The decision of the quintessential rathyatri is likely to queer the pitch for some of the Gen-Next leaders who have been eyeing the highest position in the BJP hierarchy.
Asked if this would settle the leadership issue within BJP and if he would be the party's prime ministerial candidate in the next general elections, he evaded a reply.
BJP president Nitin Gadkari had recently said the party will not declare its Prime Ministerial candidate in the next Lok Sabha elections and the decision would be taken after the polls.
"The party has not declared its Prime Ministerial candidate before all the elections. Our party president has a right to say so," Advani said in response to a question.
Advani, whose 1990 rathyatra for building a Ram temple at the disputed site in Ayodhya changed the BJP's electoral fortunes, said he would complete this yatra against corruption before the winter session begins in November this year.

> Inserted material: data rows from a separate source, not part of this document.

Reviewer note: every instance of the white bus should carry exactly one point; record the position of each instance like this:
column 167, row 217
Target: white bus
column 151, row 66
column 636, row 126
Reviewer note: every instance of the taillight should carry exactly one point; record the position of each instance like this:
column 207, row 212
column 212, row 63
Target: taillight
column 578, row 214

He later told reporters that the idea of taking out a rathyatra first came to his mind after the last winter session of Parliament was washed out over the opposition demand for a joint parliamentary committee to probe the 2G spectrum scam.
The former deputy prime minister said he had conveyed the
idea of the yatra to the party top brass Tuesday night at a meeting to discuss the BJP strategy in Parliament on cash-for- vote issue.
"Today morning our party president Nitin Gadkari had come to my residence for a meeting. I discussed this idea with him .... He has pledged the party's full support to the yatra," Advani said.
The yatra would be in the form of the rathyatras that he has undertaken in the past where a truck is converted into the shape of a chariot.
While Advani wants to call it a yatra aimed at good governance and clean politics, some party leaders feel naming it an "anti-corruption yatra" would make more impact.
BJP is hopeful Advani's yatra would further corner the UPA-II government which has been mired in a series of corruption cases and scams.
Advani himself was non-committal on the prospect of mid-term polls and whether his yatra was aimed at improving BJP's electoral prospects.
"This yatra has nothing to do with elections," he said in reply to a question. He, however, said the legitimacy of this government "is coming to an end. Their mandate to rule is being exhausted."
He also lashed out the government for getting two former BJP MPs into jail who acted as 'whistle blowers' in cash-for-vote-scam.
"The Speaker has referred the matter of the third BJP MP to attorney general of India for legal opinion. I was the leader of the party and if anyone who should have been in jail should be me and not these MPs who could have simply taken the money home instead of displaying it in the Parliament," he said.
"I hold Dr Manmohan Singh and Home Minister P Chidambaram responsible for these arrests, "he said.